= Charles E. Stevens American Atheist Library and Archives =

Library in Cranford, New Jersey, US

Charles E. Stevens American Atheist Library and Archives (CESAALA) is a collection of over 40,000 volumes of books, documents, and various other research tools located in Cranford, New Jersey, United States. It was founded by the American Atheists and currently records oral histories of various intellectuals and lecturers. The library also contains "historical pamphlets, leather-bound volumes, early free-thought publications, and other separationist arcana." The library is valued at between $1 million and $3 million and is one of American Atheists' most valuable assets. The American Atheist Press is a division of the Charles E. Stevens American Atheist Library.

==Namesake==
The library is named for Charles E. Stevens, a stonemason from Hawthorne, California. Stevens had fought in the Spanish Civil War and was well into his 80s when he first donated money to Madalyn Murray O'Hair and the American Atheists. He supported O'Hair and her fight to banish mandatory prayer in public schools and supported free thought. He wrote to O'Hair, telling her that when he was growing up he was too poor to afford books and wanted to now support the building of a library that would promote works often banned from other libraries. Deeply touched by his sentiment, O'Hair vowed to name the finished library after Stevens, which got its official name in 1969. Stevens first wrote a check for $1,000 on February 26, 1965. A scanned copy of the original check can be found at the CESAALA website.
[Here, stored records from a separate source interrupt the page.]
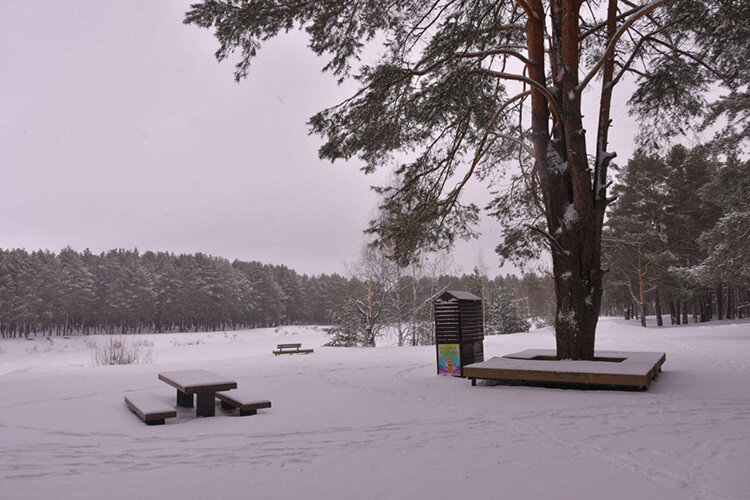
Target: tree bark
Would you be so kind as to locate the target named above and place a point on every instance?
(657, 306)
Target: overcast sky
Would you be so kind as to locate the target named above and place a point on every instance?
(118, 128)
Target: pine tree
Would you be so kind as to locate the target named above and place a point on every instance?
(462, 87)
(507, 313)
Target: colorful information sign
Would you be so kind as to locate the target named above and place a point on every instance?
(449, 360)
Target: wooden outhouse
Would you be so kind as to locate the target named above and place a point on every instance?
(459, 332)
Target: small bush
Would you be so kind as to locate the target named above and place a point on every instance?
(122, 351)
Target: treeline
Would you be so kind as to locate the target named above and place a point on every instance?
(677, 241)
(125, 291)
(401, 298)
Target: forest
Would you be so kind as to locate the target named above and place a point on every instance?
(676, 243)
(125, 291)
(677, 238)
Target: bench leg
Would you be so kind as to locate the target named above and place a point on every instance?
(185, 400)
(206, 406)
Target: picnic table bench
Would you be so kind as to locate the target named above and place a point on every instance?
(247, 402)
(203, 383)
(149, 408)
(290, 349)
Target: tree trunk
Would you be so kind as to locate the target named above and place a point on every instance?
(719, 302)
(657, 307)
(672, 313)
(730, 311)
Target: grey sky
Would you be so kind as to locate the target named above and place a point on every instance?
(118, 128)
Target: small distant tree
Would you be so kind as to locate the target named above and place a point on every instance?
(365, 313)
(507, 313)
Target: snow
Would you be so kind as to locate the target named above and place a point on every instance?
(245, 398)
(148, 403)
(378, 423)
(194, 378)
(639, 363)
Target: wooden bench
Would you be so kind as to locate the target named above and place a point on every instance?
(290, 349)
(247, 403)
(149, 408)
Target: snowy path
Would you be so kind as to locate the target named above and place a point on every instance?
(374, 423)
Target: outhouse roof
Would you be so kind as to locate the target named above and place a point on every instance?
(461, 295)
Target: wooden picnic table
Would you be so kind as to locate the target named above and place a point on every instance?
(203, 383)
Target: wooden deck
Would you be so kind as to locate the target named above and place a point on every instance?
(610, 369)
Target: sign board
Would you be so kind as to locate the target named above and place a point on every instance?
(449, 360)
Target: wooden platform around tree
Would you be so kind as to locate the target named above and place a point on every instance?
(610, 369)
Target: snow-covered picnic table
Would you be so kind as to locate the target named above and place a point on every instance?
(203, 383)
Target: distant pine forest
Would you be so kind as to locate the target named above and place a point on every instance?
(126, 291)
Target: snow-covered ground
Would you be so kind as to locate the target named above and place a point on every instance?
(377, 423)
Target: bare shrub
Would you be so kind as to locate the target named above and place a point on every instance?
(120, 350)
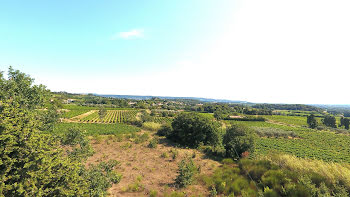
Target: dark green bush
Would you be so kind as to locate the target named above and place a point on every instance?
(237, 140)
(191, 129)
(187, 170)
(165, 130)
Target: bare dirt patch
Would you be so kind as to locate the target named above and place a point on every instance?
(147, 166)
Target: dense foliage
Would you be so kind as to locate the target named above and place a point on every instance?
(31, 162)
(237, 140)
(263, 178)
(187, 170)
(287, 107)
(311, 121)
(191, 129)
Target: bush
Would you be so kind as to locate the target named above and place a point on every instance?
(153, 143)
(152, 126)
(187, 170)
(141, 138)
(237, 140)
(191, 129)
(101, 177)
(165, 130)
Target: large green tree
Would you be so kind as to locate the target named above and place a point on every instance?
(311, 121)
(31, 162)
(191, 129)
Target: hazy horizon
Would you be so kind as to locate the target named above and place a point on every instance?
(256, 51)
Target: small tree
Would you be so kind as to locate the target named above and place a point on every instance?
(187, 170)
(346, 123)
(102, 112)
(329, 121)
(237, 140)
(311, 121)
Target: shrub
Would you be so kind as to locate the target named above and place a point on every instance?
(153, 143)
(164, 155)
(165, 130)
(237, 140)
(190, 129)
(153, 193)
(187, 170)
(141, 138)
(174, 153)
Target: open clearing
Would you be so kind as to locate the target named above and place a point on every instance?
(154, 172)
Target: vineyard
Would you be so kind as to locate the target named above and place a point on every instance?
(97, 129)
(162, 120)
(323, 145)
(73, 113)
(112, 116)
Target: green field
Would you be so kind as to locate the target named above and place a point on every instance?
(112, 116)
(162, 120)
(73, 113)
(323, 145)
(97, 129)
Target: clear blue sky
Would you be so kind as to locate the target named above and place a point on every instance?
(259, 51)
(56, 36)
Over the course of his lifetime, Stevens donated $8,000 to O'Hair and the library, which was his entire life's savings. When O'Hair learned that Stevens had donated all the money he had, she tried to contact him to return the funds, only to discover that he had since died.

==Volumes==
The purpose of the CESAALA was to provide other atheists information and support to defend themselves when being persecuted. By 1987, the library had accumulated 40,000 volumes and 25,000 pieces of archived material. Presently, the library houses between 100,000 and 140,000 documents.

==Madalyn Murray O'Hair==
Madalyn Murray O'Hair had problems with the Internal Revenue Service for years. In 1993, she believed she might lose the library due to pending litigation with the IRS. Deciding to move the library to another location, O'Hair, along with her future murderer David Waters, individually packed each book in special acid-free paper to be shipped to a secret storage facility. Despite all of the IRS problems, official releases from the American Atheists claim the move was simply for space issues and that the library needed to be bigger. In late 1993 a computer with the only copy of the library's catalog was stolen and never recovered. In 1997, the IRS finally took away tax-exemption status from all of the American Atheist organizations, including the CESAALA. The IRS claimed that the library owed nearly $20,000 in back taxes. This loss of tax-exemption status would hinder the library's ability to accept donations, since contributors would not be able to write such charitable donations off in their taxes.

==Future plans==
According to the current CESAALA librarian Timothy Dicks, the library still has "a huge quantity of letters, ephemera, and other items that we have to identify and catalogue." There also are thousands of hours' worth of audio and video recordings being archived at the library on a wide variety of media. Because of the degradation rate of such formats, like cassette and videotape, librarians at CESAALA are working fast to digitize the audio and video which include American Atheist conventions and protests, the American Atheist Radio series, and the American Atheist Oral History Project. The library plans to create a searchable, public catalog that will contain the digitized formats of rare documents, photographs, video and audio; although the library is not currently open to the public, serious researchers can contact the American Atheists for access to the collection.